Sunday 29 November 2015

Acara Nyongkolan di Desa Sade, Lombok Tengah



Sewaktu pulang dari ngetrip seharian menuju pantai-pantai yang berada di Lombok Tengah, saya bersama teman-teman sudah mempunyai rencana ingin mampir di Desa Sade. Alasan kami ingin mampir di desa ini karena salah satu personil belum pernah sama sekali ke desa yang terkenal sampai ke luar negeri ini.

Kebetulan juga hari itu bertepatan dengan Hari Minggu, dimana pada saat hari-hari libur dan habis panen, masyarakat biasanya mengadakan acara resepsi pernikahan disertai mengarak-arak kedua pasangan pengantin keliling desa yang biasa disebut dengan istilah Nyongkolan. Kami saat itu beruntung bisa melihat tradisi tersebut di Desa Sade.


Nyongkolan sendiri merupakan acara yang dilakukan setelah selesai akad nikah. Dimana sepasang pengantin berjalan beriringan dari tempat kediaman pihak pengantin laki-laki menuju kediaman pihak pengantin perempuan yang diiringi oleh keluarga dan juga masyarakat setempat serta para tokoh masyarakat antara lain pemuka agama atau pemuka adat juga ikut serta dalam tradisi tersebut.

Pakaian yang digunakan saat memeriahkan acara yaitu pakaian khas Suku Sasak, dimana untuk pakaian laki-laki disertai dengan keris atau golok yang terpasang di bagian pinggang atau disandang di punggung. Sedangkan untuk pakaian perempuan, memakai kebaya khas Suku Sasak lengkap dengan asesorisnya.


Nyongkolan tersebut gak lengkap bila gak ada musik pengiringnya. Biasanya musik yang digunakan yaitu musik tradisional Suku Sasak yang disebut Gendang Beleq dan kawan-kawan. Gendang Beleq adalah sebuah alat musik tradisional asli Pulau Lombok. Biasanya dimainkan oleh dua orang penabuh ( pemain Gendang Beleq ) yang saling kompak dalam menciptakan irama musik yang indah.
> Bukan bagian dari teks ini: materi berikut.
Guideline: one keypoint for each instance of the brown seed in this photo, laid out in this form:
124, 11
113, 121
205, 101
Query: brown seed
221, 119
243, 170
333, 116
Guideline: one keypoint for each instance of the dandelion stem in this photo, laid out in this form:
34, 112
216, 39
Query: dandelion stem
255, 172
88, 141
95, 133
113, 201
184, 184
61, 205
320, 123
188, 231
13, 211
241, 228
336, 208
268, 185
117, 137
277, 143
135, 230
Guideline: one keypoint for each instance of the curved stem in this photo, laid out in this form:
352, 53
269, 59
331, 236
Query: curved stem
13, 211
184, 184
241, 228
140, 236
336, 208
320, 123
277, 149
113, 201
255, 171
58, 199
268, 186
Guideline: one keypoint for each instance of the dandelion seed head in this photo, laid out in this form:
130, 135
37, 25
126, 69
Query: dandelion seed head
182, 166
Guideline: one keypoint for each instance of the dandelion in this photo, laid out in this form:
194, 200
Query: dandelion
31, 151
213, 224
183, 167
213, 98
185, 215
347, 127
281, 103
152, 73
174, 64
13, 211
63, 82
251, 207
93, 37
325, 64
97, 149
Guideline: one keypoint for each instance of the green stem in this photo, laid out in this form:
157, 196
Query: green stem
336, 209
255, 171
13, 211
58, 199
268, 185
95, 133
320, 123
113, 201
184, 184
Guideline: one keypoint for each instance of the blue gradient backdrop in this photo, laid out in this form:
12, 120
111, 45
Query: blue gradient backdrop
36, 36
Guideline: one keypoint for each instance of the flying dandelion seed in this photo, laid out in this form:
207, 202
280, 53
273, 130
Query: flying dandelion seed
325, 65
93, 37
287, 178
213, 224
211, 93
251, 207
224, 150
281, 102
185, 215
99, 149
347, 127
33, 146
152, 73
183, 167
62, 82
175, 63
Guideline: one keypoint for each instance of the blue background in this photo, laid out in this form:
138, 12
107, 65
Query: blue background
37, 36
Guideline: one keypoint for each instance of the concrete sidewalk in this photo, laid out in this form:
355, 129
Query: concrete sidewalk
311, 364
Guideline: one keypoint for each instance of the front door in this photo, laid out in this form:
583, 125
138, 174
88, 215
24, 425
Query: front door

Saya orang asli Pulau Lombok sangat senang dengan acara ini. Selain menonton pasangan pengantin yang diarak bagaikan raja dan ratu alias Raja Sejelo ( raja sehari ), saya sangat terhibur dengan permainan dua penabuh Gendang Beleq dan kawan-kawan. 


Gak hanya kami saja yang menonton, tetapi para masyarakat setempat dan wisatawan baik domestik maupun mancanegara gak henti-hentinya mengabadikan moment demi moment di dalam sebuah kamera mereka masing-masing. Saat itu karena baterai kamera dslr saya sudah habis, untungnya ada salah satu personil yang memakai kamera Xiaomi Yi untuk mengabadikan prosesi acara nyongkolan, Alhamdulillah gak sia-sia kami bertemu dengan tradisi ini. 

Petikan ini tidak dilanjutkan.